A quantitative estimate of myometrial growth in the fibroid uterus can be made by following uterine volume change after fibroids have been removed by myomectomy. The amount of decrease in myometrial mass following myomectomy is assumed to roughly equal the increase in myometrial mass that occurred as fibroids grew inside the uterus. Two investigations have been published. In a longitudinal study of uterine volume following myomectomy, Tsuji et al. evaluated MR images before and after myomectomy and showed a 37.7% decrease in uterine volume between the 6th postoperative week to the end of the study at 52 weeks. Because the first postoperative look at the uterus was 6 weeks following myomectomy, rapid uterine volume change following myomectomy was missed. In an US study that examined the postmyomectomy uterus beginning at week 1 following myomectomy, Beyth et al. measured uterine volume serially. Their data demonstrated a decelerating drop in myometrial volume following myomectomy from the first postoperative week to the end of the study at 24 weeks.
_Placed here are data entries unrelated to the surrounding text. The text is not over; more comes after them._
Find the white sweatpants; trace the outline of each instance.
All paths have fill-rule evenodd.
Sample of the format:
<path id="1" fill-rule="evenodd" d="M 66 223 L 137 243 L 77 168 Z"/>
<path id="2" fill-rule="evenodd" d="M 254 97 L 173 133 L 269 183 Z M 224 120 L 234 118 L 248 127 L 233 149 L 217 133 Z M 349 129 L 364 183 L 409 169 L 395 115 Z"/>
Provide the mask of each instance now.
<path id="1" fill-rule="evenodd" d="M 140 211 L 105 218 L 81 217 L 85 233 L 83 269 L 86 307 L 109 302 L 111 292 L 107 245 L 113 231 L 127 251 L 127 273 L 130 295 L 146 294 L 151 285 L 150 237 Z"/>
Myomectomy caused an immediate 21.8% drop in average uterine volume from 464 cc to 363 cc. Thereafter, average uterine volume dropped from 363 cc to 146 cc, a 46.8% decrease from the starting volume. Myometrium shrinkage after childbirth follows a similar time course. In the Beyth series, the removal of fibroids themselves by myomectomy caused less overall decrease in uterine volume than subsequent myometrial atrophy. Seen in reverse, myometrial growth contributed more to uterine volume than fibroids contributed.
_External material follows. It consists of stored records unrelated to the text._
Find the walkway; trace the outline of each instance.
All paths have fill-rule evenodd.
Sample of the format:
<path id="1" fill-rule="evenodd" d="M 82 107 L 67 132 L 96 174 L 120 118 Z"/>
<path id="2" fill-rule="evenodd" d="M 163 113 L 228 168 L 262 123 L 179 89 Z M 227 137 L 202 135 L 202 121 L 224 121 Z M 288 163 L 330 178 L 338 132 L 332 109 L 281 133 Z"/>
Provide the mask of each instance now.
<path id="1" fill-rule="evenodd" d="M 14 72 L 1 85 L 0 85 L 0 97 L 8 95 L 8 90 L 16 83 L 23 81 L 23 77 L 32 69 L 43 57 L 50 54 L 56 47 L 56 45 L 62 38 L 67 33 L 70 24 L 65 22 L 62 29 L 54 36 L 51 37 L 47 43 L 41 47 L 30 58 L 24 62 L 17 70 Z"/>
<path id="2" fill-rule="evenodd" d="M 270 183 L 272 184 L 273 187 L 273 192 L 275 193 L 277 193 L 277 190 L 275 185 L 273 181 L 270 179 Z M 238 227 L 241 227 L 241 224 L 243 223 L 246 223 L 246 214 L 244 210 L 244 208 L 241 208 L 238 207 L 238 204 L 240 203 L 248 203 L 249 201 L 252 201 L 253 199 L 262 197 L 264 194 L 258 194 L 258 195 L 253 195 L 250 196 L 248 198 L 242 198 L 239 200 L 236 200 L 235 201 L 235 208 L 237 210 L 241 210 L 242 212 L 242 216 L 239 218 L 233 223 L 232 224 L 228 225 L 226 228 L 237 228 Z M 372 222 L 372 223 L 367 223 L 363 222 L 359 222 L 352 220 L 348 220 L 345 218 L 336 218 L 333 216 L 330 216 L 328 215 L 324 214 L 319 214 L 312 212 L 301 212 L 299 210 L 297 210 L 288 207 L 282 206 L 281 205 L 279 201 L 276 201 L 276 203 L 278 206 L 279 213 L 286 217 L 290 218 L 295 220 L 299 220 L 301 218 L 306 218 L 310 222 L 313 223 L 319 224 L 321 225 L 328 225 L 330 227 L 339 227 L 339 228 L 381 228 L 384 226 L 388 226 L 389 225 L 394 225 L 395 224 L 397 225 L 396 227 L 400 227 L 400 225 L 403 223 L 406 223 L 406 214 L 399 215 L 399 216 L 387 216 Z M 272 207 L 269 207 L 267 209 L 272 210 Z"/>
Because the MR signal intensity of small fibroids is essentially identical to the MR signal intensity of adjacent normal myometrium, small fibroids may not be identified on an MR image. Failure to identify small fibroids does not mean that no small fibroid is present. Small fibroids can be overlooked on MR studies. Not withstanding this limitation, investigators have attempted to estimate how much myometrium increases in volume in a fibroid uterus by measuring overall uterine volume and subtracting fibroid volume. In a hormone study, Carr and et al. calculated “non-myoma volume,” which can be equated to myometrial volume. Their average pretreatment myometrium volume was 808 cc, nearly twice their average fibroid volume of 467 cc. Similarly, in a 6-month hormone study, Schlaff et al. followed fibroid and “non-myoma” or myometrial volume in treated and untreated women with fibroids. In the untreated group, average myometrial volume started at 199 cc and increased to 239 cc over the 6 months of observation, a 20.1% increase.
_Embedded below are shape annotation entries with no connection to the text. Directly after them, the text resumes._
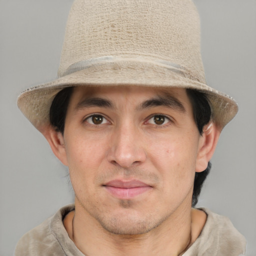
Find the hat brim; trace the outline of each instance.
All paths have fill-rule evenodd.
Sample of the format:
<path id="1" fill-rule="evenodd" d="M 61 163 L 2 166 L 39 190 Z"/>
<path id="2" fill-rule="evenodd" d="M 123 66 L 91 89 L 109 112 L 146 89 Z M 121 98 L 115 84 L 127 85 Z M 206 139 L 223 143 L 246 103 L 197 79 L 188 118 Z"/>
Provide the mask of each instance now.
<path id="1" fill-rule="evenodd" d="M 94 64 L 30 88 L 18 96 L 18 108 L 32 124 L 42 132 L 50 124 L 50 109 L 56 94 L 71 86 L 130 86 L 192 88 L 206 93 L 213 120 L 222 128 L 236 114 L 234 100 L 206 84 L 187 77 L 180 70 L 164 65 L 140 62 L 106 62 Z"/>

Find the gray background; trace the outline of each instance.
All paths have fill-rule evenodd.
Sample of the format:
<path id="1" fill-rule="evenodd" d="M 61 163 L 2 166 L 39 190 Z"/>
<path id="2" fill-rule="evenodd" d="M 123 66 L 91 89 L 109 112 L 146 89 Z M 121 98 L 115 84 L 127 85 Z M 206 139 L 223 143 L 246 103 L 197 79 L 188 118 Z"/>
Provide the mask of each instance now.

Endometrial surface area and uterine volume are correlated. Sehgal and Haskins demonstrated that the endometrial surface area of the fibroid uterus is markedly enlarged compared to normal. They observed surface areas as large as 225 cm2 in women with fibroids compared to 15 cm2 in their controls.
Whether one follows the decrease in myometrial volume following myomectomy or the increase in myometrial volume in women with fibroids, it is clear that like the pregnant uterus, normal myometrium increases in mass when a uterus supports fibroids. The mechanism by which myometrium increases in mass is suggested by an immunohistochemistry study by Hague et al. These authors measured vascular density and the activity of 5 angiogenic growth factors in hysterectomy specimens from 91 women. Fifty-two of the specimens contained fibroids; the remainder were used as controls. Angiogenic growth factors were upregulated and vascular density increased in myometrium from the uteri supporting fibroids compared to uteri without fibroids. Fibroids appear to induce increased vascularity in the myometrium of the fibroid uterus. Consistent with this view is the finding that vascular resistance, as measured by velocitometry in the uterine arteries of women with fibroids, is lower than in women without fibroids and that vascular resistance increases as fibroid size increases.